For Spotify, smart data is part of the backbone of the company. Jenny Hermanson, Managing Director for Spotify Nordics, says that the entire analytical team works continuously to analyze data to build a better product, find trends and make personal recommendations.
“The biggest challenge for all companies,” she says, “is that there is so much data that you have to be able to clarify it and find frameworks for what questions you want to answer. You have to take control of the data.”
Hermanson believes that even companies who are not as digital as Spotify will need to relate to the enormous amount of data that is available, or risk falling behind.
“Smart data is about seeing behaviors and trends,” she says, “and to do that, you have to do analyses. But it is also important to point out that it is the combination of data and a human touch that leads to success. The people in the company have to come along on the journey.”

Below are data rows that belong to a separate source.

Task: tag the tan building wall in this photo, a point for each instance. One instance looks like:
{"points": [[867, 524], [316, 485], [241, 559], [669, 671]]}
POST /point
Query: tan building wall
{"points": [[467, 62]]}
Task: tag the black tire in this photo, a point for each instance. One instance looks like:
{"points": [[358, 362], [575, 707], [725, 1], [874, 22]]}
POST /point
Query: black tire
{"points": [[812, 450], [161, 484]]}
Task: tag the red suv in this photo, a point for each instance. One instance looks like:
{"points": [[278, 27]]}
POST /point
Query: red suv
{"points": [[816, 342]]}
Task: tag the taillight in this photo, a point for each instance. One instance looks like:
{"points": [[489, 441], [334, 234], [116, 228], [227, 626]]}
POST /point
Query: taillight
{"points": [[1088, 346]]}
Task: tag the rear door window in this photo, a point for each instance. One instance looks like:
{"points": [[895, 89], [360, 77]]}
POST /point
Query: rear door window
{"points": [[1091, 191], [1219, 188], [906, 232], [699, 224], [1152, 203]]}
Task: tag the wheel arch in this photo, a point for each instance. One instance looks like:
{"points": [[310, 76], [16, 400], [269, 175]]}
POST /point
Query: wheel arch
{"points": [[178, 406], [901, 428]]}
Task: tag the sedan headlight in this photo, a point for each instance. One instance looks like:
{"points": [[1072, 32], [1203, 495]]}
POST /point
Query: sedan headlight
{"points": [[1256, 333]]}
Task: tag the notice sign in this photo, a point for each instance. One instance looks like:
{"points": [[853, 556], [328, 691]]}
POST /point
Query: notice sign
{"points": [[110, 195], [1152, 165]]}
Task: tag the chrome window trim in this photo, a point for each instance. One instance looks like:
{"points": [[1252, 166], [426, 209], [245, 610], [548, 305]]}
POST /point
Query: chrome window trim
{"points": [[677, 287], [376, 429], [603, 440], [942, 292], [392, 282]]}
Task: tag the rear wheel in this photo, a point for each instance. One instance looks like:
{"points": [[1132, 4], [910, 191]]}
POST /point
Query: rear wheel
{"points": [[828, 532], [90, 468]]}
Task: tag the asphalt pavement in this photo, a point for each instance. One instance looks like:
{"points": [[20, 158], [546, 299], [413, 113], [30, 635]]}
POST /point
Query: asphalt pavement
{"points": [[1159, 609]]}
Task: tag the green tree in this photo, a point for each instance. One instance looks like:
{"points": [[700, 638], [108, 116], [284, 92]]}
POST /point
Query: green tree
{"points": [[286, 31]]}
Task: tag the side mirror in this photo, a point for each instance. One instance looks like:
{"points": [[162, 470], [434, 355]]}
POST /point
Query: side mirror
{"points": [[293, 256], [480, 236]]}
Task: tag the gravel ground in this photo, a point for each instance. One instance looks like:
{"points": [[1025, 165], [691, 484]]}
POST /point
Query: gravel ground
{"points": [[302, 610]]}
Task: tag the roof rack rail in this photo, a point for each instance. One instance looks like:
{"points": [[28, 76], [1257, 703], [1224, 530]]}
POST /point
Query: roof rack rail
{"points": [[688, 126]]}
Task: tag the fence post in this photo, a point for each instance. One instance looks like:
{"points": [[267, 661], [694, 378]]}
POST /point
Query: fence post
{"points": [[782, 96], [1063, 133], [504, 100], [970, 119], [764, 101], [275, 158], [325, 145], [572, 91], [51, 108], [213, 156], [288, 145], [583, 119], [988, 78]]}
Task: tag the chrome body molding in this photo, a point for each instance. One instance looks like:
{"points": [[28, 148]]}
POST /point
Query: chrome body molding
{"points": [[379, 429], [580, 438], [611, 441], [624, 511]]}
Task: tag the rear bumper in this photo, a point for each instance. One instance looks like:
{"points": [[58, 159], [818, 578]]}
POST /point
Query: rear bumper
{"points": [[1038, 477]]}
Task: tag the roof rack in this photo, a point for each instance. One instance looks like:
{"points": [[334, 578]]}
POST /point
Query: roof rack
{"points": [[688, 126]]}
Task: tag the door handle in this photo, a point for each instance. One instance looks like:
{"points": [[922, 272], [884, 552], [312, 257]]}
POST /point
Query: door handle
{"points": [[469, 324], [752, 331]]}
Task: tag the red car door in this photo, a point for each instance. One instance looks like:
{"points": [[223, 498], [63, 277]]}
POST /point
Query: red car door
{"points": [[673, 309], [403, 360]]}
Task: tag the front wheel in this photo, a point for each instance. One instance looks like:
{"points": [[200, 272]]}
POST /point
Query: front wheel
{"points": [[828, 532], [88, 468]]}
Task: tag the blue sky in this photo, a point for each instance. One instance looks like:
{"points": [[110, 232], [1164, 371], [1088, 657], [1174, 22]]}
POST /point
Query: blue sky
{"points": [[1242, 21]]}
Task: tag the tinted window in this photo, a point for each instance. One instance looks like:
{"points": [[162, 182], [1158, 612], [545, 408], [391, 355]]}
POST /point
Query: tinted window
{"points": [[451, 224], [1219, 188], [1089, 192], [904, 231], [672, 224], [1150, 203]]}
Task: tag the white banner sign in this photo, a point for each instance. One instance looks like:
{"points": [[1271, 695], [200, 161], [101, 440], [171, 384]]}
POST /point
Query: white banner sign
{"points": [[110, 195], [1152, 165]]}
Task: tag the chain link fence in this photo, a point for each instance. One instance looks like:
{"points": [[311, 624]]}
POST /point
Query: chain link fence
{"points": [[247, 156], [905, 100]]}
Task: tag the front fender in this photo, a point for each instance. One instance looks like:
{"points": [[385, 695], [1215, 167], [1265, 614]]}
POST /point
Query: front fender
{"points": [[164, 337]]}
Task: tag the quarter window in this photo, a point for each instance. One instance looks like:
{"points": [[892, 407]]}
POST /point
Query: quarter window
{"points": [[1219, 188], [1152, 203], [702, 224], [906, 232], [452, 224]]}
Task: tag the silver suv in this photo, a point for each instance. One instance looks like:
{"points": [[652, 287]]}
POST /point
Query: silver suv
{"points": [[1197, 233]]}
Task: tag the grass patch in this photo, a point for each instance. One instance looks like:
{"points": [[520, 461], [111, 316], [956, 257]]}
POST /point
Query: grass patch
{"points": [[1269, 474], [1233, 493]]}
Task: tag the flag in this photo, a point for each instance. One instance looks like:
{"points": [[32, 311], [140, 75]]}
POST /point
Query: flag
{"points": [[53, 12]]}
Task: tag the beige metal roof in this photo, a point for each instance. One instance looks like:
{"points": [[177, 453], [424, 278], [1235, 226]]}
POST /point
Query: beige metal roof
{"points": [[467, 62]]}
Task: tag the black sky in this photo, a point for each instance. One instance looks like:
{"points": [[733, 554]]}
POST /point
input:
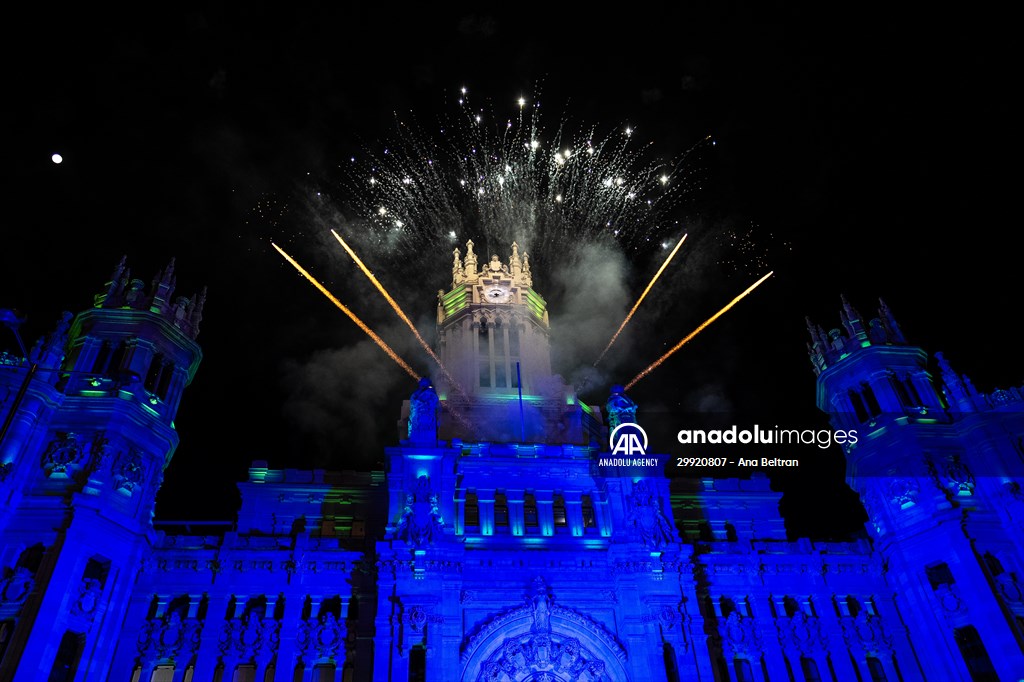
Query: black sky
{"points": [[880, 147]]}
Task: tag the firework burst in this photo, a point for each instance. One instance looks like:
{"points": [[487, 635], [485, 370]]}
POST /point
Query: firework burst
{"points": [[508, 179]]}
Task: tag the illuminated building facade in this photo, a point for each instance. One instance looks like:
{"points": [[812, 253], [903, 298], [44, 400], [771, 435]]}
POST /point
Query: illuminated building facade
{"points": [[494, 548]]}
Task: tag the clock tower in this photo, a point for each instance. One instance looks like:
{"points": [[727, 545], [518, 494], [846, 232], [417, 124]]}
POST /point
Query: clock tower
{"points": [[497, 383]]}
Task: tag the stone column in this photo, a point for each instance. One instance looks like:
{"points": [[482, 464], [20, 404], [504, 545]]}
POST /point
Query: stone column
{"points": [[545, 511], [209, 645], [573, 512], [287, 646], [485, 507], [517, 519]]}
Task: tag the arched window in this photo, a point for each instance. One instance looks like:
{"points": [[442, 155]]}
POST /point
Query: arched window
{"points": [[472, 510], [973, 649], [877, 670], [744, 672], [810, 669], [69, 655], [589, 518], [529, 510], [558, 505], [501, 510]]}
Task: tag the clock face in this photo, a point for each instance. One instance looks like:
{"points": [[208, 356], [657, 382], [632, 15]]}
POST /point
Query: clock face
{"points": [[497, 294]]}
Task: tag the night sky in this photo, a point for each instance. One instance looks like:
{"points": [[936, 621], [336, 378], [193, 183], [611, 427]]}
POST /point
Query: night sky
{"points": [[864, 155]]}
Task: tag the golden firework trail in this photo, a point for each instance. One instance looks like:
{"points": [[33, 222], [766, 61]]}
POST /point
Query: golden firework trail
{"points": [[640, 300], [394, 304], [401, 313], [351, 315], [699, 329]]}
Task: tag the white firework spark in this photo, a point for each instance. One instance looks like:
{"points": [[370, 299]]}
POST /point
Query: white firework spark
{"points": [[511, 179]]}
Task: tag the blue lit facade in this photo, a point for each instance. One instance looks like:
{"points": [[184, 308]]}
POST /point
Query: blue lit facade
{"points": [[493, 548]]}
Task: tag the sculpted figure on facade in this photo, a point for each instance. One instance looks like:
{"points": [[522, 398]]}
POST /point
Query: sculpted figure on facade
{"points": [[621, 408], [646, 517], [421, 521], [424, 410]]}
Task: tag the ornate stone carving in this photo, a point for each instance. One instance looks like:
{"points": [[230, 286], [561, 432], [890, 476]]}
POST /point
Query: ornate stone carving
{"points": [[171, 638], [541, 656], [87, 599], [421, 521], [417, 617], [424, 410], [1011, 592], [902, 492], [621, 408], [542, 606], [128, 472], [250, 636], [803, 634], [664, 614], [16, 585], [323, 638], [646, 518], [61, 453], [864, 635], [950, 601], [953, 476], [740, 637]]}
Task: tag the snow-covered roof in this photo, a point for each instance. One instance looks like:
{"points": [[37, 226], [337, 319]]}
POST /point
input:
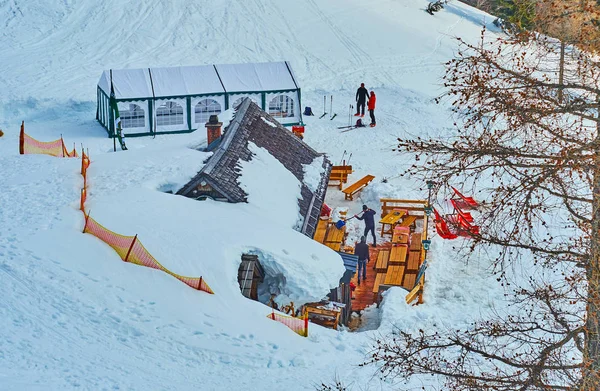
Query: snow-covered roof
{"points": [[267, 76], [197, 80], [222, 171]]}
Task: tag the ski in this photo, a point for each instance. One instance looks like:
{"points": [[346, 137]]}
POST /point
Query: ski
{"points": [[324, 104]]}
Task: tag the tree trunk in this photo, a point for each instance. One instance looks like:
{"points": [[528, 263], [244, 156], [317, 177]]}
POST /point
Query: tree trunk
{"points": [[561, 71], [591, 378]]}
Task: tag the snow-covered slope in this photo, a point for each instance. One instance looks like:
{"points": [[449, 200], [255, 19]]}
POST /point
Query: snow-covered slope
{"points": [[73, 315]]}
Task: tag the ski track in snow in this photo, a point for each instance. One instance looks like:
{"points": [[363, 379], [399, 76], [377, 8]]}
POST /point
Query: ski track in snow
{"points": [[74, 315]]}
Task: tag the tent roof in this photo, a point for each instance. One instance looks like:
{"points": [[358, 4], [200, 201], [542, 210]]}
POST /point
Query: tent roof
{"points": [[197, 80], [266, 76]]}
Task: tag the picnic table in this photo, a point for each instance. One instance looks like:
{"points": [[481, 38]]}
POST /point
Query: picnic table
{"points": [[391, 219], [394, 275], [357, 186], [398, 255]]}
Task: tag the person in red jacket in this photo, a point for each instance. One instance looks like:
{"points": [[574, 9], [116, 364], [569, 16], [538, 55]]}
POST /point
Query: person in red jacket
{"points": [[371, 107]]}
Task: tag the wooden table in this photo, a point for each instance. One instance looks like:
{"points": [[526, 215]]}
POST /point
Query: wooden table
{"points": [[399, 238], [391, 219], [415, 241], [394, 275], [414, 259], [398, 255], [335, 235], [382, 261], [334, 246], [321, 231], [409, 281]]}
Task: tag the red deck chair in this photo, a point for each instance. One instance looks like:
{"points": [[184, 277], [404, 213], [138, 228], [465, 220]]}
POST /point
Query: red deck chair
{"points": [[465, 202], [466, 215], [467, 228], [442, 227]]}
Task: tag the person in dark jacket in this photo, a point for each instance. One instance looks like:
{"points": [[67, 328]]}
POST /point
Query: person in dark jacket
{"points": [[361, 99], [371, 107], [369, 217], [362, 251]]}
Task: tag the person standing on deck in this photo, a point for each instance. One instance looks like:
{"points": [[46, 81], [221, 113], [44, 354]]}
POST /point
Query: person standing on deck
{"points": [[369, 217], [371, 107], [361, 98], [361, 250]]}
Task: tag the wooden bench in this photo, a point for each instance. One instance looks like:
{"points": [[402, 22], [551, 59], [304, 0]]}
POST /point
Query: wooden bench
{"points": [[334, 246], [409, 281], [379, 279], [394, 275], [356, 187], [321, 231], [408, 221], [339, 174], [382, 261], [415, 241], [335, 235], [400, 235], [413, 206], [391, 219], [398, 255], [325, 318], [414, 258]]}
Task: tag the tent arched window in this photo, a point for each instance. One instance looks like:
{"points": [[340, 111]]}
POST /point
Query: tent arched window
{"points": [[281, 106], [205, 108], [135, 117], [169, 113]]}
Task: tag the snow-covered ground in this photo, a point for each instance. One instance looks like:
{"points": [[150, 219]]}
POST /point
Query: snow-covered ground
{"points": [[73, 315]]}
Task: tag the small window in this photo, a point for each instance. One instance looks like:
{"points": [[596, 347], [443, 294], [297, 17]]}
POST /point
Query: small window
{"points": [[205, 108], [133, 118], [281, 106], [169, 113]]}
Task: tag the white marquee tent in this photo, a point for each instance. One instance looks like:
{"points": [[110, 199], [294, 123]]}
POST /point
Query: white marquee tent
{"points": [[181, 99]]}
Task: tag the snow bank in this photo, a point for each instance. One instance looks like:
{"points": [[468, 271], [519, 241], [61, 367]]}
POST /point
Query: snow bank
{"points": [[271, 188]]}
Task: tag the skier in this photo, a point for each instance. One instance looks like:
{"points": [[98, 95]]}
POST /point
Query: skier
{"points": [[369, 217], [361, 250], [361, 99], [371, 106]]}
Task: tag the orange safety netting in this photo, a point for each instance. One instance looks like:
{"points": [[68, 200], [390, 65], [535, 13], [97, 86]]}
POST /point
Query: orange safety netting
{"points": [[130, 249], [297, 325], [29, 145]]}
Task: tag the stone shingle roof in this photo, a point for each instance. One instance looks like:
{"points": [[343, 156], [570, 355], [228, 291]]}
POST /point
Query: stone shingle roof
{"points": [[222, 170]]}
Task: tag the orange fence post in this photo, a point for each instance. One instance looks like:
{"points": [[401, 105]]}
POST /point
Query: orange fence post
{"points": [[82, 203], [306, 323], [22, 139], [86, 219], [130, 247]]}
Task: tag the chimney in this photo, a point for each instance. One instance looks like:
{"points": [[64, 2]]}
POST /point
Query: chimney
{"points": [[213, 129]]}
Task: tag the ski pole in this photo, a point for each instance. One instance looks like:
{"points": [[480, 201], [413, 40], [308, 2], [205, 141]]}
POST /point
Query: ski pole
{"points": [[341, 160]]}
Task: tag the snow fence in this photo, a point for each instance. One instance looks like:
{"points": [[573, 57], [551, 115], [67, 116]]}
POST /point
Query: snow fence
{"points": [[129, 248], [298, 325], [29, 145]]}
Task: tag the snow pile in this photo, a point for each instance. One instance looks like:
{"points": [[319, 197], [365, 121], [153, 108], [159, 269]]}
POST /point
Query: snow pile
{"points": [[271, 124], [313, 173], [271, 188]]}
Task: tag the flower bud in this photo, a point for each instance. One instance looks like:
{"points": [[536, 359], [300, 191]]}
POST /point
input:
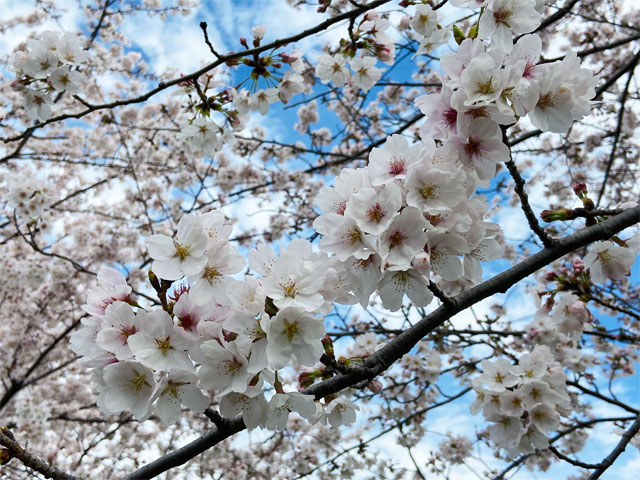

Many point to the speed of the changes currently taking place. Companies cannot afford to base their knowledge on assumptions and gut feelings. One example of this is Nokia. In the early 2000s, the Finnish company was one of the world’s three leading cell phone manufacturers. Their success was based in part on their ability to quickly see what the market wanted and to develop phones that suited the consumers.
At its peak, Nokia accounted for 3.7 percent of Finland’s gross national product and 21 percent of the country’s total exports. But they underestimated the impact of smart phones, and after Apple launched its first iPhone in 2007, Nokia became out-of-date and marginalized.
“I think that tomorrow’s winners will be those who are more accurate and act faster in their daily decisions,” says Candell. “Strategies are undermined much faster than before and we’re seeing a shift, where the biggest companies have more difficulty holding their market positions over time.
Smart data makes it possible to act on customers’ changing attitudes in real time.”